Newer photosensitizers and photosensitizing precursors such as Chlorins, marketed as Temoporfin or Foscan in Europe, and 5-aminolevulinic acid (5-ALA), and others,^10,13,14 respectively, improve tumor selectivity versus normal cells, while reducing the time for skin photosensitivity. Selective uptake and retention of the photosensitizer in tumors results in higher singlet oxygen concentration in the tumor relative to surrounding healthy tissue, eradicating it while limiting collateral damage.

Another development is advances in treatment planning and dosimetry. Akin to radiation oncology, titrating treatment effects to correctly predict the target destruction while minimizing toxicity to healthy tissue is essential. For effective treatment in well-oxygenated tissues such as the lung, including their micrometastases, the PDT dose must exceed a critical threshold in the tumor tissue while not exceeding it in the normal lung.^15–17

The threshold value considers a tissue’s ability to mitigate the cytotoxic burden. It is given by its photosensitizer concentration [PS], molar extinction coefficient, $\epsilon$, and the optical fluence or photon density, $\mathrm{\Phi }$, according to $T=\epsilon [\mathrm{PS}]\mathrm{\Phi }$.^18,19 The fluence must be adjusted to meet the required threshold conditions throughout the clinical target volume for a given (PS) in the tumor and the normal host tissue.

1.2.

Lung Perfusion

Isolated lung perfusion techniques were conceived to deliver treatment to the lung without risk of systemic toxicity.^20–22 Based on the Toronto “ex vivo lung perfusion,” a version of isolated “in vivo lung perfusion” (IVLP) was developed employing the identical circuit and perfusion technique to provide a repeatable and non-injurious lung platform, whereby it causes no long-term reduction in lung function.
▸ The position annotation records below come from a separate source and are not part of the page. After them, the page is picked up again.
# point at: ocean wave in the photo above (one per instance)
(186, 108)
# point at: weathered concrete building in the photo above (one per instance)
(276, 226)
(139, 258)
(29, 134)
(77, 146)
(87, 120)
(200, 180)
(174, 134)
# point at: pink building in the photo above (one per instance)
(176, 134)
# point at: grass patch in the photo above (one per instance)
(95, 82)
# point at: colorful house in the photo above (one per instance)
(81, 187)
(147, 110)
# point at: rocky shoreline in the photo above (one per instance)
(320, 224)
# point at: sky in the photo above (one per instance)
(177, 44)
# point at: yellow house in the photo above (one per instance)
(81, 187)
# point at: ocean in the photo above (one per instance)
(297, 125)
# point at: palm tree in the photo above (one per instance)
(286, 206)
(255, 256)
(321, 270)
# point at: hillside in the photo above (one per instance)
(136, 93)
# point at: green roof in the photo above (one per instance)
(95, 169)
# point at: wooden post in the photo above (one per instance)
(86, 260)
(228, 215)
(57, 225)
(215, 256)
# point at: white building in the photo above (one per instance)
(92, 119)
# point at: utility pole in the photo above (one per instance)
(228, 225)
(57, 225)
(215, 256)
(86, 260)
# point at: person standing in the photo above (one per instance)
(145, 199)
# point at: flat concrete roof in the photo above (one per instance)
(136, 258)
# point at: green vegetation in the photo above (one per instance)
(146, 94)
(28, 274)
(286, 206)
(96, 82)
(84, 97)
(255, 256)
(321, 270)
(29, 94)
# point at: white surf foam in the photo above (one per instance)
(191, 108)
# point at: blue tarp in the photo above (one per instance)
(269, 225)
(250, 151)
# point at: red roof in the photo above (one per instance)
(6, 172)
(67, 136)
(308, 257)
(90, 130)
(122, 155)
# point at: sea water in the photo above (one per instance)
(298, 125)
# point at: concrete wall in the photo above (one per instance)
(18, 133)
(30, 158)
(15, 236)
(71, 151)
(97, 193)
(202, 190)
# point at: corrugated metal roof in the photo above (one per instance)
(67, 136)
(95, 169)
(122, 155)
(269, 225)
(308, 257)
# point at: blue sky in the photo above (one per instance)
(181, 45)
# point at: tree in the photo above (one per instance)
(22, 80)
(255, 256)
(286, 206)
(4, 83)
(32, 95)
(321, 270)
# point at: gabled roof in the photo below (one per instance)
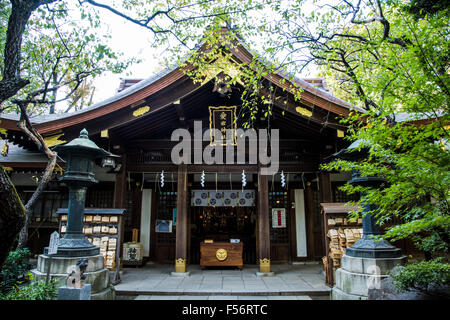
(313, 95)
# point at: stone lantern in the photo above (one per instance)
(80, 155)
(368, 261)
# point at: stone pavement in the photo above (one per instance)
(154, 281)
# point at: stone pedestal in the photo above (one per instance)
(357, 275)
(96, 274)
(83, 293)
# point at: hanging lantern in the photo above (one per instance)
(283, 179)
(5, 149)
(202, 179)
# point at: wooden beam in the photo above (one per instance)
(182, 219)
(263, 223)
(120, 186)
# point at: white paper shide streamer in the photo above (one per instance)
(202, 179)
(244, 179)
(162, 178)
(283, 179)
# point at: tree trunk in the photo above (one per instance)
(12, 215)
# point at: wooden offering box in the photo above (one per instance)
(221, 254)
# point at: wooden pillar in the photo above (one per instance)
(263, 223)
(326, 195)
(182, 221)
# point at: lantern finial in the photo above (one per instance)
(84, 134)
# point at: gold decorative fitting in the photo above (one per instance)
(104, 133)
(141, 111)
(53, 140)
(264, 265)
(221, 254)
(180, 265)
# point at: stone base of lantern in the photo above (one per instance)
(357, 275)
(96, 273)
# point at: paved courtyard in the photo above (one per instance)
(154, 281)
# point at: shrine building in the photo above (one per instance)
(173, 209)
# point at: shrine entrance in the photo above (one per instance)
(223, 222)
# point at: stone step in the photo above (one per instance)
(321, 293)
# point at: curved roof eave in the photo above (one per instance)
(146, 87)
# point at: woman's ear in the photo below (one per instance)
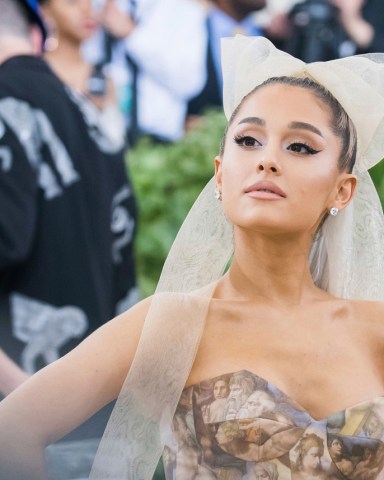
(345, 191)
(218, 172)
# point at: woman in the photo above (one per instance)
(71, 23)
(284, 180)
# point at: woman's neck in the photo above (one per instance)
(67, 62)
(271, 268)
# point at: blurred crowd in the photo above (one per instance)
(77, 91)
(163, 57)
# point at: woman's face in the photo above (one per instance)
(279, 171)
(73, 19)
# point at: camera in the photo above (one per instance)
(317, 33)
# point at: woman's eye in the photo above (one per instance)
(302, 148)
(247, 141)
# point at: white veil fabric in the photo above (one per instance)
(347, 257)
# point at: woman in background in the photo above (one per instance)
(71, 22)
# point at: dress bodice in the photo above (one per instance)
(240, 427)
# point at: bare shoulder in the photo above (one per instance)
(371, 313)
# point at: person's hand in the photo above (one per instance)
(118, 23)
(349, 8)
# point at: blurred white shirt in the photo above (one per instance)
(169, 47)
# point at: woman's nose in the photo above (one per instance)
(270, 166)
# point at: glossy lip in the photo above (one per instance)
(266, 190)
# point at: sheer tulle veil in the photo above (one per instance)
(347, 256)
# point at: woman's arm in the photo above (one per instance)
(64, 394)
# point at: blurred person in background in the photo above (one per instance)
(70, 22)
(316, 33)
(274, 21)
(154, 50)
(363, 21)
(225, 18)
(67, 221)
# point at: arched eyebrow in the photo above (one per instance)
(254, 120)
(292, 125)
(304, 126)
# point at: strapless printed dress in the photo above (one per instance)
(240, 427)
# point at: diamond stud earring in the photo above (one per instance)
(217, 194)
(334, 211)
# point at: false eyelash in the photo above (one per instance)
(310, 150)
(240, 138)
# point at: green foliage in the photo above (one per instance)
(167, 178)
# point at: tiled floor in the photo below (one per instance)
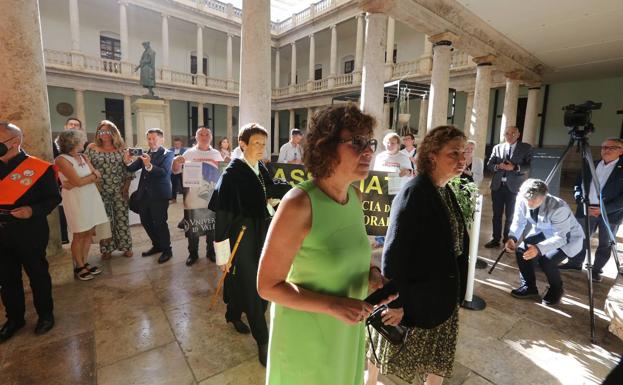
(144, 323)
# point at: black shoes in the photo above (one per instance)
(525, 292)
(44, 325)
(9, 329)
(240, 327)
(165, 256)
(262, 354)
(152, 251)
(553, 296)
(492, 244)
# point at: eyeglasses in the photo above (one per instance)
(361, 143)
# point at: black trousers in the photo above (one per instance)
(503, 203)
(25, 248)
(548, 265)
(154, 215)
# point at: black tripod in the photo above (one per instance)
(580, 139)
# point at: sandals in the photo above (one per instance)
(94, 270)
(83, 274)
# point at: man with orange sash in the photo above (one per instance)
(28, 193)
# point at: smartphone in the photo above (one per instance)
(388, 289)
(135, 151)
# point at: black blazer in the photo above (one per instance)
(155, 184)
(419, 255)
(612, 192)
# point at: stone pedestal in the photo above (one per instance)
(24, 101)
(150, 113)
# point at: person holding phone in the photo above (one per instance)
(315, 266)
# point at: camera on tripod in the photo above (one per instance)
(578, 117)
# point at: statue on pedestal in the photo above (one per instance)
(147, 65)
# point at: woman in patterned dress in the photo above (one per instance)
(426, 256)
(106, 154)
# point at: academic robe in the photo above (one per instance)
(239, 199)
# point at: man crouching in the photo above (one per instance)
(554, 234)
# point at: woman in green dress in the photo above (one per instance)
(315, 266)
(106, 154)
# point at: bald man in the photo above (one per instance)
(29, 194)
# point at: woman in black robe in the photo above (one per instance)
(241, 198)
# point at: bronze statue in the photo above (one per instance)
(147, 65)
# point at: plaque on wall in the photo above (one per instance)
(65, 109)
The safety of this technique was demonstrated in pre-clinical acute and survival porcine models for the delivery of chemotherapy.^23–25 IVLP drains blood from the lung, resulting in minimal cellular and hemoglobin materials in the lung vasculature after replacement with a low cellular perfusion solution, STEEN (XViVO, Göteborg, Sweden), overcoming one of the light penetration limitations. As shown in our previous work, the low-cellular perfusate results in a significant reduction in the effective attenuation coefficient driven mostly by a decrease in the absorption coefficient. This translated to a 3.3-mm increase in the light penetration depth, equivalent to a three-fold increase in the potential treatment volumes when using a 2-cm long cylindrical diffuser.²⁶ IVLP also provides surgical access to the chest cavity for light delivery and allows control of the lung treatment environment (e.g., temperature, pH, drug concentrations, cointerventions).

1.3.

Rationale and Aims

Two key parameters necessary for lung PDT treatment planning, especially in the context of lung perfusion, have been previously identified.²⁶ The first parameter is the optical properties of the lung during both STEEN and blood perfusion, including the effective attenuation, absorption, and reduced scattering coefficients at three wavelengths relevant to the activation spectra of different photosensitizers. The second parameter is the photodynamic threshold of 5-ALA-induced protoporphyrin IX (PpIX) or Chlorin e6-mediated PDT of normal porcine lung tissue.²⁶

This study aims to develop a protocol for whole-lung perfusion-assisted PDT with an adequate safety profile and high therapeutic potential. This requires developing and evaluating a light delivery system for homogenous illumination of the entire lung to the minimum required fluence ($\mathrm{J}/{\mathrm{cm}}^2$) across the treatment planning volume, here ideally an entire lung.

2.1.

Animals

All animals received humane care as per the Principles of Laboratory Animal Care formulated by the National Society for Medical Research and the Guide for the Care of Laboratory Animals. The study protocol was approved by the Animal Care Research Committee at the Toronto General Hospital Research Institute. A total of 10 Yorkshire male pigs weighing 35 to 40 kg were used in this study.

2.2.

Testing the Performance of the Light-Emitting Diode Light Delivery System

For this experiment, three Yorkshire male pigs weighing 35 to 40 kg were used and underwent a simplified version of a previously described porcine IVLP survival model.²⁵ Briefly, a left thoracotomy was performed with dissection of the left pulmonary artery, left pulmonary vein, and left atrial cuff. After IV administration of 5000 IU of heparin, the left pulmonary artery and atrial cuff were clamped. Following cannulation of the pulmonary artery, a venotomy was created in the left atrium between the left upper and lower pulmonary veins, and the lung was flushed anterograde through the pulmonary artery cannula with 0.5 to 0.75 L of Perfadex, low potassium dextran solution (XVIVO, Goteborg, Sweden).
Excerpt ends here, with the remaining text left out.